Yom and Karuna (1984)

In spring of 1975, I was working in a large warehouse as an industrial sewing machine operator, assembling ski pants with eight to ten women of various ages. One day, a large group of Vietnamese women was introduced to us as our new co-workers. They were among the first group of refugees who came from Vietnam after the war ended. I became friends with Yom (the name she took when she came to the United States), who was close in age to me and who had spent some years as a young girl and young woman in what sounded like a Catholic orphanage and who had not been adopted. A family had sponsored Yom to come to the United States after the war ended. They helped her until she was able to live on her own. 

Sometime around when I began doing the pastel drawings I've been posting, Yom went to India as a volunteer working in an orphanage and there she made friends with Karuna. Yom had some hopes of adopting Karuna but wasn't able to adopt her. Yom brought me her favorite photo of Karuna, along with a photo of Yom and said that she would like to commission me to do a drawing with both of them together. I told her that it might take a long time for me to do the drawing, but that I would give it a try. I didn't have the confidence that I could get a good enough likeness. 

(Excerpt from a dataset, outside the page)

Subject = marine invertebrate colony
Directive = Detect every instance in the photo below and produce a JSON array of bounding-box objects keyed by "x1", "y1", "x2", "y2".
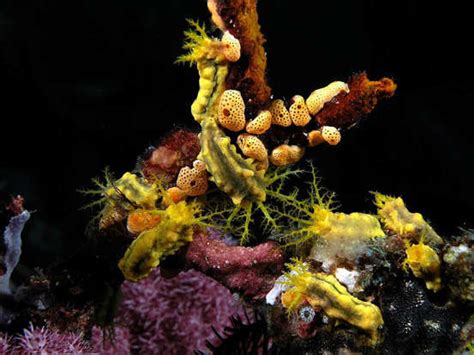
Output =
[{"x1": 67, "y1": 0, "x2": 472, "y2": 352}]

A year later, after much procrastinating, I sat down and did the above drawing, which is a good likeness. Yom loved the drawing. This is one of two drawings that I did on a commission basis during the early 1980's. On a third occasion, I was commissioned to paint a Muppet mural on the wall of a child's bedroom. All three commissions were successful, but I found that doing commissions was extremely stressful for me and have not done any since then.